The default retry configuration on Istio is not safe, and can retry requests you may not want retrying!

A short and sweet post to share my thoughts around Retry Policies in Istio. I'm going to keep it short: In my opinion, the default retry policy is not safe.

You can see here that the mesh default retry policy is connect-failure,refused-stream,unavailable,cancelled,retriable-status-codes. The contentious part for me is retriable-status-codes, which combined with the status code configuration of http.StatusServiceUnavailable means that, by default, Istio will retry any 503 error. Even one you decide to return from your service.

Why isn't it safe?

If you have read my post on 503's, you will know that they're a bit of a catch all response. There are countless threads of Istio users talking about 503 errors on the net. My believe for the above configuration is to put a bit of a plaster on that problem.

However, as a result, requests that might have been processed by your destination workload could get retried by this policy. A 503 does not deterministically describe "a request that never got to the destination", in a whole bunch of places it describes "a request that envoy never got a response for". As an example, the connection might have died for some reason whilst the destination was processing the request, Istio maps that to a 503. The source sidecar will then, by default, send it again. What if that was a payment request? You've charged a customer twice.

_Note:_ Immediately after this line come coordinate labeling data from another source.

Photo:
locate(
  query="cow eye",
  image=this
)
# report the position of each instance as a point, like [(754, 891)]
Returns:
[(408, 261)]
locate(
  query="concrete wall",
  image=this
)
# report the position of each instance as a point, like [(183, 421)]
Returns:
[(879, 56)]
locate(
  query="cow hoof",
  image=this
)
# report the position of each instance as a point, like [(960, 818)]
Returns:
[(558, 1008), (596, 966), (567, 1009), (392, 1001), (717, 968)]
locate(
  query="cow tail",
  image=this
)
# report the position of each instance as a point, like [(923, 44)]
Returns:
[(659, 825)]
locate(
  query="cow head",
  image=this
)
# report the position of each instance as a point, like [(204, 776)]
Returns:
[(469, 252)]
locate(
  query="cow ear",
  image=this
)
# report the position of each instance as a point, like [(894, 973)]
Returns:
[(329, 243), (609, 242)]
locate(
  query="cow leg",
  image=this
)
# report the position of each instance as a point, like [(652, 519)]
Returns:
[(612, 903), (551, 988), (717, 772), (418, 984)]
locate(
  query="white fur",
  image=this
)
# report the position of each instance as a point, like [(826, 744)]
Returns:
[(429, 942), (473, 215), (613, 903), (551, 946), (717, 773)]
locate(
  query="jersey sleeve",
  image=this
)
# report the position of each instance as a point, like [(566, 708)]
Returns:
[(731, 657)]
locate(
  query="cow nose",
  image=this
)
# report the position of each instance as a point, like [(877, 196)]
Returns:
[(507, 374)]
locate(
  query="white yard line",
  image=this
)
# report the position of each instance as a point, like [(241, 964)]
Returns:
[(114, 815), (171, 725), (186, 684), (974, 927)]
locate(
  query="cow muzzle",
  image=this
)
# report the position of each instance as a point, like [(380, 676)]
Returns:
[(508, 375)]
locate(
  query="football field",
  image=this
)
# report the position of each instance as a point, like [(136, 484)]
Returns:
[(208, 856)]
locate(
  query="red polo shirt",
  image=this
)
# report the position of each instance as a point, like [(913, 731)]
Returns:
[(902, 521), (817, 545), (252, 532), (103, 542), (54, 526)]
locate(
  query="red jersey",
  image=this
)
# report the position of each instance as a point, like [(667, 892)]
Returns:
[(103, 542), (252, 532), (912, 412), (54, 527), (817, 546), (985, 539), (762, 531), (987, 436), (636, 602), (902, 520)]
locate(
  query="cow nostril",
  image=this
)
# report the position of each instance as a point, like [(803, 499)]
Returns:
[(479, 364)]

My personal belief is that the only retrying that Istio should do by default is when they know the request was not sent. So TCP level errors, connection resets before the request was sent, etc. There is a thread here with a proposal to implement a reset-before-request retry condition, which would be a lot safer than the existing retry. The decision to retry a request where there was a status code response needs to live with the source & destination application owners, because only they know the domain and if is safe to retry, or not.

What should you do?

Change your default mesh configuration to remove the retriable-status-codes, this is done in your Istio configuration:

      attempts: 3
      retryOn: connect-failure,refused-stream,unavailable,cancelled,resource-exhausted

Then implement retries for 503's either in your source service, or per DestinationRule for each destination. But that decision of "is it safe" needs to be per-service, not per-cluster,

Even if the Istio defaults change in the future, I'm a big believer in being Explicit rather than Implicit. Pin down the retry behaviour you want now to ensure it doesn't change under your feet in an upgrade moving forward.

If you do this, you'll likely see more 503's errors. Read my other post as 99% of the time, these are simply miss-matched keepAlive configuration between envoy and your app. If these annoy you, +1 my issue here which talks about implementing a default solution to that in a safe way.